In Summer Session Course, Literature and Film Take the “Lead”

 

Nicholas Warner Nicholas Warner

Taught by a regular CMC faculty member, Summer Session courses allow you to advance in your major, complete some GE requirements, and explore important topics. Whether you opt for a three- or six-week course, Summer Session offers a wide range of courses to choose from.

Leadership in Literature and Film, a six-week summer session class beginning May 22, might be one of those options. In this course, students are going to examine different aspects of the leadership theme in literature––with special attention to topics such as ethical dilemmas in leadership, different styles and models of leadership, and the competing loyalties and pressures felt by leaders.

Taught by associate dean of the faculty and professor of literature Nicholas Warner, the class will also address questions that literature raises about the very nature and validity of leadership's various forms.

Authors to be studied include Shakespeare, Friedrich Schiller, Tolstoy, Willa Cather, and Michael Shaara, with additional readings in leadership theory. Also on tap will be several films dealing with the leadership theme.

The course will be taught on Mondays, Wednesdays and Fridays though July 3.

We asked Warner, whose expertise includes the subjects of Russian, American, and English literature, more about the course, the best advice he ever received from a teacher, and how (besides teaching, of course) he likes to spend his summer hiatus.

CMC: What can literary and film figures teach us about leadership?

Warner: Leadership is above all a process of human interaction, and literature and film are unsurpassed in exploring human interactions in an enormous variety of settings. One of the foundational texts of western culture, The Iliad, begins with a debate between two leaders, Achilles and Agamemnon. The plays of Shakespeare abound with leaders and followers interacting with one another. For example, Henry V is among many other things a probing study of charismatic leadership, and of the ethical as well as pragmatic aspects of the mutual relationship between leaders and followers. The works of such great 19th-century novelists as Melville, Dostoevsky, and Tolstoy pose profound questions about the nature of leadership; films from Executive Suite, to Lawrence of Arabia to Norma Rae to The Godfather are but a few examples of the ways that film can explore leadership in relation to business, war, gender, and even crime. Literature and film encompass all aspects of human behavior, and since almost all of those same aspects enter into leadership, the study of leadership as a literary or cinematic theme makes perfect sense.

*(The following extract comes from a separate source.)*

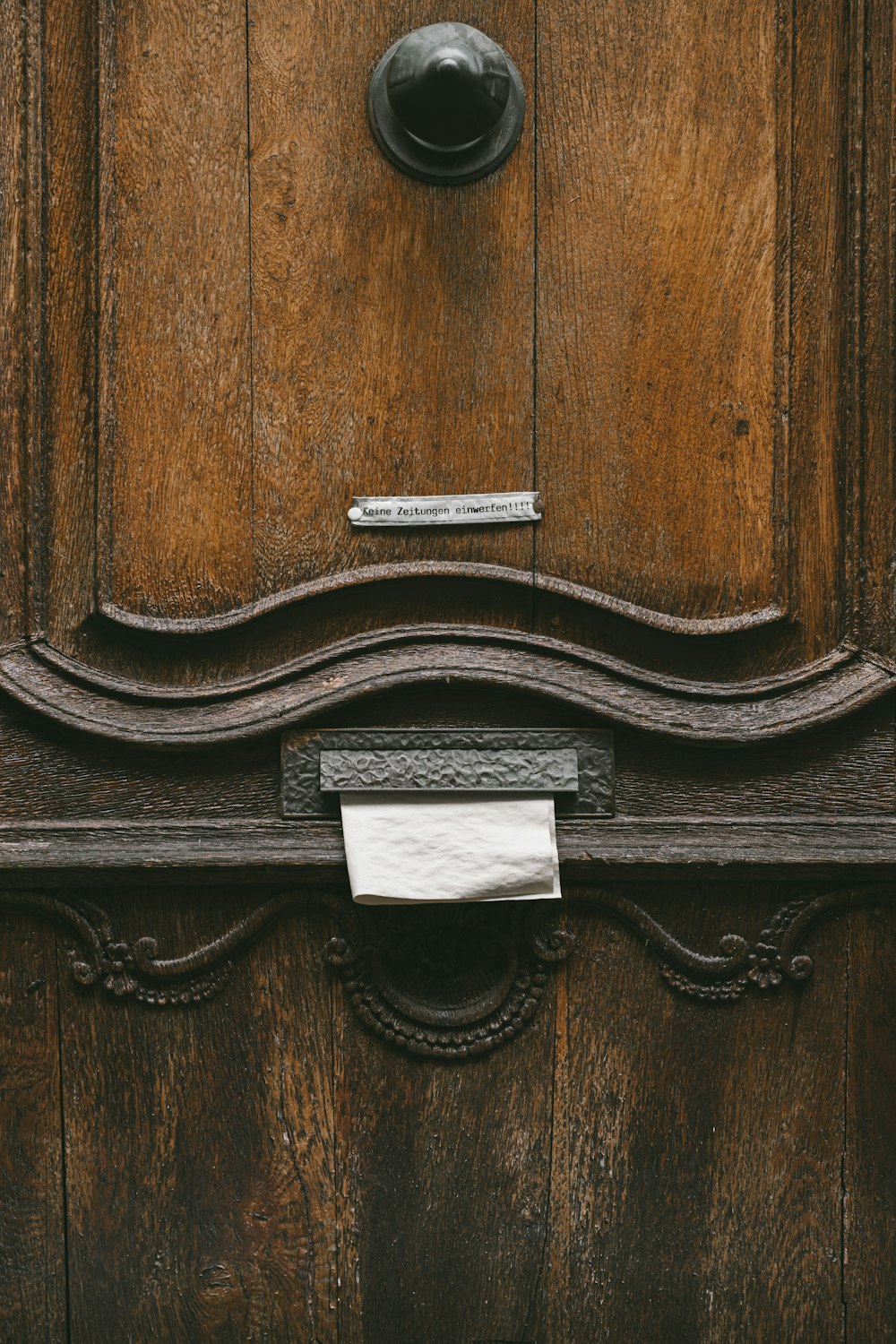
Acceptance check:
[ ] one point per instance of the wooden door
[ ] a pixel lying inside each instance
(234, 1107)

CMC: Which author that you’ll cover in your class do you believe has the best lesson to teach about the potential pitfalls of leadership, and why?

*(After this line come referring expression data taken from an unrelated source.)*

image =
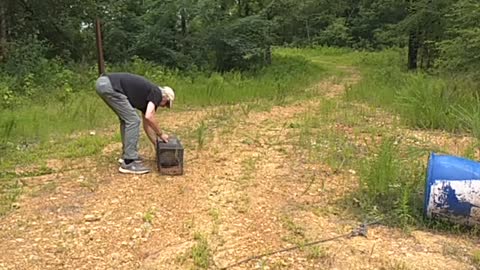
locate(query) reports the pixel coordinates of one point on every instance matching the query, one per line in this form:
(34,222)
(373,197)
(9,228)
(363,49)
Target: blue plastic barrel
(453,189)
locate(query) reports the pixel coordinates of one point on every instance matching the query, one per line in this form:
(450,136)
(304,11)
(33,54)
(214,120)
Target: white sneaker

Warner: I don’t really approach works of art as necessarily having discrete lessons to teach, and I can’t identify any one “best” work or author for leadership. Great works of art resonate differently with individual students; one of the great rewards of teaching a powerful novel or film or poem or play is its ability to provide new angles of insight into topics that touch our lives, including leadership. More specifically, the leadership issues that the course will examine include ethical dilemmas confronting leaders, different styles and models of leadership, the intersection of private and public in a leader’s life, and the competing loyalties and pressures felt both by leaders and their followers. We will also explore the ways that literature often raises provocative questions about the nature and even the desirability of leadership.

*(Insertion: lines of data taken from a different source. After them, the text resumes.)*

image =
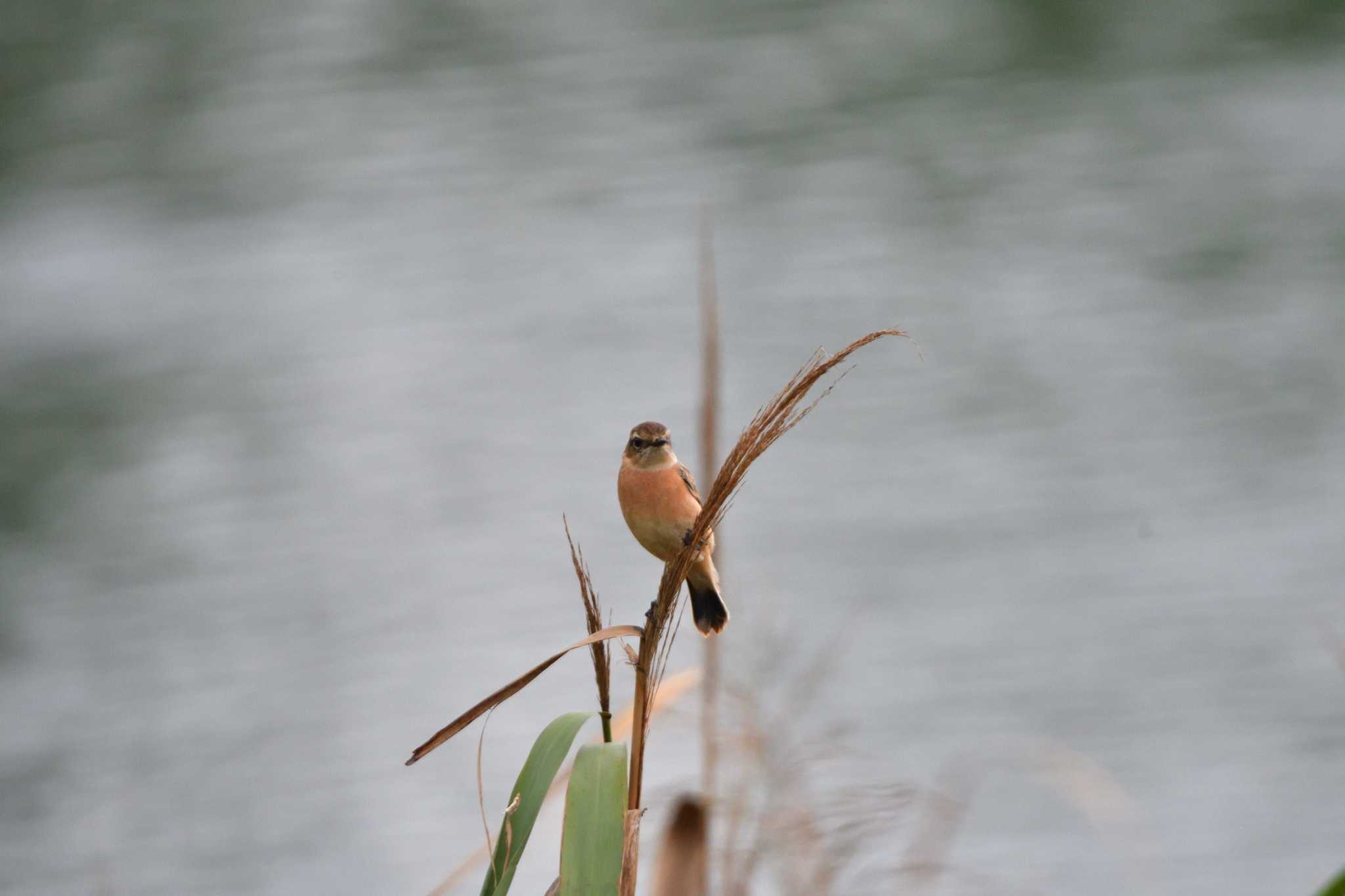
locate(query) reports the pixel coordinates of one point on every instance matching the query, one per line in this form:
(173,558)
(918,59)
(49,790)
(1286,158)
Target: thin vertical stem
(639,721)
(709,301)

CMC: Can you describe the moment when you knew you wanted to be a teacher?

Warner: Yes, when I was in eighth grade and was responsible for supervising classmates’ homework and tests for a French teacher who was on leave. Eventually, I considered other professions, but in college I thought I would love to do for a living what I saw my professors doing.

CMC: What is the best advice you ever received from a professor (or teacher) when you were a student?

Warner: Take yourself seriously, but not too seriously.

CMC: What aspect of your summer material do you most look forward to sharing with students?

Warner: There’s such an abundance of great material to work with that I think each book or movie I work on will be my favorite one of the moment!

CMC: What is the single favorite thing you like to do during summer?

Warner: Travel, especially with my family.